Un cuento sin titular (Sección "Lluvia de piedras)



Dicen que hubo un tiempo, antes del lenguaje escrito, en que la cultura se transmitía casi exclusivamente con el lenguaje oral. Al parecer, los contadores de cuentos eran los guardianes del saber. Pero claro, es que cada persona tenía un cuento que contar: y, aunque el cuento se repitiera, la versión personal lo enriquecía, le daba su propia forma; consiguiendo, incluso, distintas interpretaciones de la misma historia.

Las personas heredaban relatos para contar: para moldear después a su manera y hacerle llegar a la siguiente generación una nueva versión personal que, repetida hasta la saciedad, cogía la forma ideal después de ser contada más de mil veces, aseveraban.
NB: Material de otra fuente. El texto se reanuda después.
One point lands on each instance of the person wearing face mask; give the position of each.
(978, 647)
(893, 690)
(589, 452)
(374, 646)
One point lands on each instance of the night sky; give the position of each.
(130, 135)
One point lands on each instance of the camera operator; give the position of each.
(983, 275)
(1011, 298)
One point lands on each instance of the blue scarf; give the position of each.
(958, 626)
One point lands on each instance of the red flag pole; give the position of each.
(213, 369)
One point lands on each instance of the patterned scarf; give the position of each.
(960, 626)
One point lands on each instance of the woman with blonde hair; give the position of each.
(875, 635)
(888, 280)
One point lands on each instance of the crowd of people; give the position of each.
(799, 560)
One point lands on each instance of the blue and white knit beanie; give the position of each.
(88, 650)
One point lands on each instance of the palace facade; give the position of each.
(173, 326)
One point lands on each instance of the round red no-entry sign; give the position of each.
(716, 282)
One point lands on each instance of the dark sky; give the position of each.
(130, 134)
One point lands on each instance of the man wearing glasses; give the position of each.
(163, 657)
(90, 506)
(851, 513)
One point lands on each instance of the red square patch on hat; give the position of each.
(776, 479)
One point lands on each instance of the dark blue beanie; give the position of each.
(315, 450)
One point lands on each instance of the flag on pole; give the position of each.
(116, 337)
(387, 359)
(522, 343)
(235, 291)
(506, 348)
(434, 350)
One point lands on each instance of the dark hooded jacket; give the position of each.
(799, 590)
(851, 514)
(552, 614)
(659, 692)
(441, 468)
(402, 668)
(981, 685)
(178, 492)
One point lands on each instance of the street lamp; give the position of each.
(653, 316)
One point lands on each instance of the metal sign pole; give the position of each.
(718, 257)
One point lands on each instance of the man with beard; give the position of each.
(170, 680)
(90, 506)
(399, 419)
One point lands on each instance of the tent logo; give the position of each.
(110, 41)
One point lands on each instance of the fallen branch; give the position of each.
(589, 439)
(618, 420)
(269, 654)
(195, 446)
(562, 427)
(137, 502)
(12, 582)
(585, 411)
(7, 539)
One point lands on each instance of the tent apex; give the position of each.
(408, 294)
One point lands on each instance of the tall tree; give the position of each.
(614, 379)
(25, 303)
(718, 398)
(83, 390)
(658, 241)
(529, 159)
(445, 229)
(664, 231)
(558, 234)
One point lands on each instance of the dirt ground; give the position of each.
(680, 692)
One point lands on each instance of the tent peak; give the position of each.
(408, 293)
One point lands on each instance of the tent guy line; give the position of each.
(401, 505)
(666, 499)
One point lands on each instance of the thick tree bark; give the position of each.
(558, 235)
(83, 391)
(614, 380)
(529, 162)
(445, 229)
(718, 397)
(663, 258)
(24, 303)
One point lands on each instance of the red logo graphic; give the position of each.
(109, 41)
Quizás por eso, los cuentos de los viejos eran más apreciados que los de quienes se notaba que empezaban a contar.

Al principio, todos compartían historias sin miedo a oír la misma versión en boca de los demás. Pero llegó un momento en que alguien, a quién se le daba muy bien, se empeñó en plasmar sus historias en un alfabeto de símbolos nuevos, con ánimo de que no fuese cambiado el significado que él supo aplicar. Y lo hizo. Y el nuevo lenguaje siguió estampando cuentos, de cazadores, de grupos humanos enteros, de animales inalcanzables, de rutinas y de aventuras grandiosas. Cuanto más se avanzaba en el lenguaje escrito, más se oficializaba que la leyenda que valía la pena tenía que estar, obligadamente, reflejada en imágenes y grabados. Hasta que, sin quererlo, los cuentos que pasaban de boca en boca quedaron en un segundo plano; en un plano secundario que se consideró de menos valor.

Así se empezó a atrofiar la imaginación humana hasta llegar al punto actual; donde la ficción se convierte en mentira, casi siempre utilizada para el beneficio personal y, muchas veces, sin pena de poder dañar a los demás; y la invención de historias se limitó a quién aprendió a firmar.